Je n’en ai pas l’intention. J’avais envie d’un verre à midi ; j’en mourais d’envie après ce qui s’était passé à Witney ce matin. Mais je n’ai rien pris, parce que je voulais rester lucide. Et cela fait longtemps que je n’ai pas eu de bonne raison de rester lucide.

C’était tellement étrange, ce matin, ma visite à Witney. J’avais l’impression qu'il y avait une éternité que je n’y étais pas allée, alors que ça ne faisait que quelques jours. Cependant, cela aurait tout aussi bien pu être un autre endroit, une autre gare dans une autre ville. J’étais une personne différente de celle qui était là samedi soir. Aujourd’hui, j’étais crispée, sobre, consciente de chaque bruit, de la lumière et de ma peur d’être surprise.

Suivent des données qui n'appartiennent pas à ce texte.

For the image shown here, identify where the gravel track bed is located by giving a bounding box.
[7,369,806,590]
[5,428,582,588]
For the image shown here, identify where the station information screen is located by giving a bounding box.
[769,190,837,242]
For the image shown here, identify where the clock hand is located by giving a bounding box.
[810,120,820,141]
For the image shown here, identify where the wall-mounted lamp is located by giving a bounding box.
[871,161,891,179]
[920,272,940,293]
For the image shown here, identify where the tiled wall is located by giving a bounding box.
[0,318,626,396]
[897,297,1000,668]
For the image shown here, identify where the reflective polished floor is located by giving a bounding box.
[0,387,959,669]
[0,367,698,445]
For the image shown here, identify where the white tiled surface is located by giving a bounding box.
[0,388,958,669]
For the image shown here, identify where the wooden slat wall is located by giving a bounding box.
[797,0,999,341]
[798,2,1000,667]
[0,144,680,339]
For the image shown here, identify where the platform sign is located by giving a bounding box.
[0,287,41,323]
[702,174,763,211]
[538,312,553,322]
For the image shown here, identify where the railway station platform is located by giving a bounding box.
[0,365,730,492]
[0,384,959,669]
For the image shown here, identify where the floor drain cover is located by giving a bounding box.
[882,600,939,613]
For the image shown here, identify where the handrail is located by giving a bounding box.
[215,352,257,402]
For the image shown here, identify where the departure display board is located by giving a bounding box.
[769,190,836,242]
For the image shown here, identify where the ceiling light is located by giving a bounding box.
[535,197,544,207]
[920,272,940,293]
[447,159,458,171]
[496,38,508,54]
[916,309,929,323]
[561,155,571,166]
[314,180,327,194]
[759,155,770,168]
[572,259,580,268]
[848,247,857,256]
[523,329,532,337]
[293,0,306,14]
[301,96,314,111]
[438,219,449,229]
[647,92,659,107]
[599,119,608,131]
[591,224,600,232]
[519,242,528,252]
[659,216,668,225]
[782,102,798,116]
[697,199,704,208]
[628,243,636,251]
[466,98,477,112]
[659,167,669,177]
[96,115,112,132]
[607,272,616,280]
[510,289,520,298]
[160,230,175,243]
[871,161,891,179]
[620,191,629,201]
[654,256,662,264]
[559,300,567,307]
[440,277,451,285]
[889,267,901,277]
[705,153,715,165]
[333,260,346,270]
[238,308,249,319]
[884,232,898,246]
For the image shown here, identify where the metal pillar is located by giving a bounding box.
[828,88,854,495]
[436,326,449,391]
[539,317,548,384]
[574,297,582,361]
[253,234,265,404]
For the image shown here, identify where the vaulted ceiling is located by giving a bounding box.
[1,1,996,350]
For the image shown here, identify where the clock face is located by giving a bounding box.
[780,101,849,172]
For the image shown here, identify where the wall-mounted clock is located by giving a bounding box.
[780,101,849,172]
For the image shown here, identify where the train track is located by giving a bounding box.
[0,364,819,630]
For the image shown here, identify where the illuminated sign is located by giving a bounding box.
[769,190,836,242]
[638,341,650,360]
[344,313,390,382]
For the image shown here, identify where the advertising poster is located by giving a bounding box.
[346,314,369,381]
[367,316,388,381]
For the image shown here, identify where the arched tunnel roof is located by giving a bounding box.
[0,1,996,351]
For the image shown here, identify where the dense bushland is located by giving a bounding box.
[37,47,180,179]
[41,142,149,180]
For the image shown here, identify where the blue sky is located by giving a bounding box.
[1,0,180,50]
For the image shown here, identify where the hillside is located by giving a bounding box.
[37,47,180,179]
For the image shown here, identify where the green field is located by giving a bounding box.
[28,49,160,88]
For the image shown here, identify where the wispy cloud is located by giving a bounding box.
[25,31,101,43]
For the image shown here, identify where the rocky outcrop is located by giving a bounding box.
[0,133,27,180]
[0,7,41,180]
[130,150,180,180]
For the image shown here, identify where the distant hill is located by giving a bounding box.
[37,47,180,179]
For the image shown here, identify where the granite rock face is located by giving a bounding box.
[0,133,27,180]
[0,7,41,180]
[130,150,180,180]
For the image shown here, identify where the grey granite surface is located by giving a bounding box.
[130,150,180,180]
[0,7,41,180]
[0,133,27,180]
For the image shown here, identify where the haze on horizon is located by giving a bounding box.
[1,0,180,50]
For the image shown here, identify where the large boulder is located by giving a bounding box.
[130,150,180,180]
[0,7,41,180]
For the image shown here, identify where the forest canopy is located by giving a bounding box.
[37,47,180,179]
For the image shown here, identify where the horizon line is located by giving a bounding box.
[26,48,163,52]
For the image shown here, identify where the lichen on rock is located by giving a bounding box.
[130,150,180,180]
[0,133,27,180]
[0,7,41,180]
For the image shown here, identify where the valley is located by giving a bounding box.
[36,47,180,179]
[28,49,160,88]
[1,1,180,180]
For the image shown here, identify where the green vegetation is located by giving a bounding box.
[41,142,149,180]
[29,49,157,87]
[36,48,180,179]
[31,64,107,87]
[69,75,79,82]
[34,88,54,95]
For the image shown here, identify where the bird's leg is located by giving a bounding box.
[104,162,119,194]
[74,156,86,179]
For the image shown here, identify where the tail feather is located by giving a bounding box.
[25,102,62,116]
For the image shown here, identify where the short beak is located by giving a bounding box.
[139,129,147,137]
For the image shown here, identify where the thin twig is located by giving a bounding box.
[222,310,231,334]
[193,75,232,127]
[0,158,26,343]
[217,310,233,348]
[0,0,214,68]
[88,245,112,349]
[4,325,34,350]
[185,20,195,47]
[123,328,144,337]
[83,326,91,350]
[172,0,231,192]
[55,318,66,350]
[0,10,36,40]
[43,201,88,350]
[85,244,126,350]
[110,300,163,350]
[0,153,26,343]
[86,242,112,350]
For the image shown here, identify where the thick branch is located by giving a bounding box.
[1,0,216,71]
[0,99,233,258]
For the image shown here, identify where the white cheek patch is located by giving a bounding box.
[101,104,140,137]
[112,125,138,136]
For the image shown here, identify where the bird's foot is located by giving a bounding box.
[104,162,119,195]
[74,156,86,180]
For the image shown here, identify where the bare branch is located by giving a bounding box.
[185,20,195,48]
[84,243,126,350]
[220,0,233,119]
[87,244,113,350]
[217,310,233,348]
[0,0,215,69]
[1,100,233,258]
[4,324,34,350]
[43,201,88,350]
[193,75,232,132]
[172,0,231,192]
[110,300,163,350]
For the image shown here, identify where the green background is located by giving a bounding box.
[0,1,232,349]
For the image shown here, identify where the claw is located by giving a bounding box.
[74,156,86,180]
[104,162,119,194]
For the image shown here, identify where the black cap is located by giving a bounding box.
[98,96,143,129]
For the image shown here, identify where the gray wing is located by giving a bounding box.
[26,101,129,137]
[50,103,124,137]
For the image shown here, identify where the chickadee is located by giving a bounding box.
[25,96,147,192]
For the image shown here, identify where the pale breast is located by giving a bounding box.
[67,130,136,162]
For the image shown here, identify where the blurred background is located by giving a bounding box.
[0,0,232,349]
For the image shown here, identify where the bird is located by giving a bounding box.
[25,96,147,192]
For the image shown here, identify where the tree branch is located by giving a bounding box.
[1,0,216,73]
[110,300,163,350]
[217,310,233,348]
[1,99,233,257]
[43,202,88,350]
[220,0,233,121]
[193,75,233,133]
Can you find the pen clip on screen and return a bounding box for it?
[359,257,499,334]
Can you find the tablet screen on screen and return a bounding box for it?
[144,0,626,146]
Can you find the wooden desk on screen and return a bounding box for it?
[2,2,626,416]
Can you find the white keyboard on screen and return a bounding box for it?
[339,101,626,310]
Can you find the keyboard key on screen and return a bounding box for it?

Je bravais un interdit. C’est ce que j'ai ressenti ce matin, parce que, désormais, c’est leur territoire à eux, à Tom et Anna, à Scott et Megan. C’est moi, l’étrangère, je n’ai rien à faire là, et pourtant tout m’est si familier. Je descends les marches de la gare, je passe devant le kiosque à journaux avant d’arriver sur Roseberry Avenue, je marche moins d’un pâté de maisons jusqu’à l’intersection – à droite, le porche voûté qui marque l’entrée d’un passage souterrain froid et humide sous la voie ferrée, et, à gauche, Blenheim Road, une rue étroite bordée d’arbres, flanquée d’une rangée de belles maisons victoriennes. J’ai l’impression de rentrer chez moi, et pas uniquement de retrouver une maison, mais de retrouver une maison d’enfance, un endroit abandonné dans une vie antérieure. C’est la familiarité qu’on ressent lorsqu’on gravit un escalier en sachant à l’avance quelle marche va grincer.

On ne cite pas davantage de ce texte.